En días anteriores a estas fechas, hace ya setenta y tantos años, por la carretera de Ponferrada, dos carromatos, parecidos a los que utilizaban los colonos en las películas de Far West, aparecían en Villager, y, como cada año, se instalaban en la campa que llamábamos el Islán -no confundirlo con el islam-. Una campa, parte de la cual era usada por la MSP para descargar el carbón que, poco a poco y, transportado con carros, iría a calentar las cocinas de los vecinos de Villager y las de los pueblos limítrofes. En una esquina de la campa, en la que no descargaban carbón, allí, a la izquierda de la carretera de Caboalles, aparcaban los húngaros sus carromatos; bueno, aunque eran conocidos como los húngaros, en realidad, eran zíngaros rumanos que habían huido, desesperadamente, de las garras de Hitler. Pero, puesto que eran conocidos como los húngaros, seguiremos llamándolos así.

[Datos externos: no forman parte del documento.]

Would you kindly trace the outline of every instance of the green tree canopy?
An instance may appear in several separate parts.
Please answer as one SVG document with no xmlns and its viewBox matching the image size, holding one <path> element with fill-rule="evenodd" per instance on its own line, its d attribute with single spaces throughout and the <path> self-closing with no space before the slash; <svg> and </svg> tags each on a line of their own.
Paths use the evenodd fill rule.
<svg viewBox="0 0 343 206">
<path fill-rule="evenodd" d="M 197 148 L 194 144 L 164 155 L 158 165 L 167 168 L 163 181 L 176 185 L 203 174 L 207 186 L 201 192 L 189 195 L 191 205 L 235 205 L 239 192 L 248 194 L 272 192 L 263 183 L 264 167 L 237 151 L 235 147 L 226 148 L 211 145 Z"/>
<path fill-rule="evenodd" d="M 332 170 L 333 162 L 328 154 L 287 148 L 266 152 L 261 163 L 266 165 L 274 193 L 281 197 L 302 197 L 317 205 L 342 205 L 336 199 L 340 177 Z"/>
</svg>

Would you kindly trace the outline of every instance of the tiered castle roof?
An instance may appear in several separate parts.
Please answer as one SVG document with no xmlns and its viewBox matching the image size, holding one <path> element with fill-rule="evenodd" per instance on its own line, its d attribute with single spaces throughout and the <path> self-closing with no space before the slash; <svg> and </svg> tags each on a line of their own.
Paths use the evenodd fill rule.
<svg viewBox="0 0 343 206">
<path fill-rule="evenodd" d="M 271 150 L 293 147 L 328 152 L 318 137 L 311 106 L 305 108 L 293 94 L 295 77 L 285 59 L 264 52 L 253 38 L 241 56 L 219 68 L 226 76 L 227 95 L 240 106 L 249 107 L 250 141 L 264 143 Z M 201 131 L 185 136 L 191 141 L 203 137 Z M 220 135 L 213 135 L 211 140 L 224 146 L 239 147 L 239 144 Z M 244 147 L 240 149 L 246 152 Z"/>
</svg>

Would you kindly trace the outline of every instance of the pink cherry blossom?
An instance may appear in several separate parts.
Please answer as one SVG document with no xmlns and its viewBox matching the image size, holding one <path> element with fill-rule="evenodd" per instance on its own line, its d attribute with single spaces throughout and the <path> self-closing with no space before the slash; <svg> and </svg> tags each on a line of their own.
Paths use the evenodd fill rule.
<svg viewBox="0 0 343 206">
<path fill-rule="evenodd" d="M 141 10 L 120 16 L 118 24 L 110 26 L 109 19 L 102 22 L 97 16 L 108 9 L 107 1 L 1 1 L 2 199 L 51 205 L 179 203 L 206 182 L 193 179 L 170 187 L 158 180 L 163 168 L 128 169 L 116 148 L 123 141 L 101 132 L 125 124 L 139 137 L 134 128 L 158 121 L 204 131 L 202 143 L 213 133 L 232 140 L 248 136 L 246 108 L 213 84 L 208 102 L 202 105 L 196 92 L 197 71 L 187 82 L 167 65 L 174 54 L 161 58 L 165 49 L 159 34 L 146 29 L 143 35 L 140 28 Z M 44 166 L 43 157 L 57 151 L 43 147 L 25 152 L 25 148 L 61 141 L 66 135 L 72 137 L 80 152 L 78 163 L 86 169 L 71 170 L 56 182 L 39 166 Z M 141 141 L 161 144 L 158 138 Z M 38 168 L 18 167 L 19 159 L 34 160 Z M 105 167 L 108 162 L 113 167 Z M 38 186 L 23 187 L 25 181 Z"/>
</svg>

Traían consigo un enorme oso pardo, viejo y escaso de dientes, al que el domador, un húngaro ya entrado en años, y padre de dos hijos y una hija, llamaba Mariano, y con el que hacían sesiones de circo en el salón de baile del Ferreiro. No recuerdo lo que las personas mayores pagaban por la entrada, pero si recuerdo que a los pequeños nos dejaban entrar gratis. El salón, a excepción de un pequeño corro, en el centro, al rededor del cual nos apiñábamos pequeños y mayores -los mayores sentados en sillas, y los pequeños sentados en suelo-, se llenaba a reventar. En aquel pequeño corro, en el centro del salón, domador y oso, hacían las delicias de pequeños y mayores. Decía el domador, con voz potente: “Baila Mariano” y el oso se ponía de pie haciendo unos movimientos que, con bastante imaginación, podían ser considerados como un baile. Luego decía el domar: “Túmbate, Mariano” y a esta orden el oso se tendía todo lo largo que era, a veces, apoyando su enorme cabeza sobre los pies de alguno de los niños que, sentados en el suelo, componíamos la primera fila. Una suerte que el oso, viejo, desdentado y con bozal, tenía la mansedumbre de una oveja, porqué, de otra forma, bien podía haber ocurrido una desgracia. La segunda parte del espectáculo lo componía una cabra, no menos vieja que el oso, subiéndose a una escalera. Al finalizar la sesión la gente aplaudía a rabiar.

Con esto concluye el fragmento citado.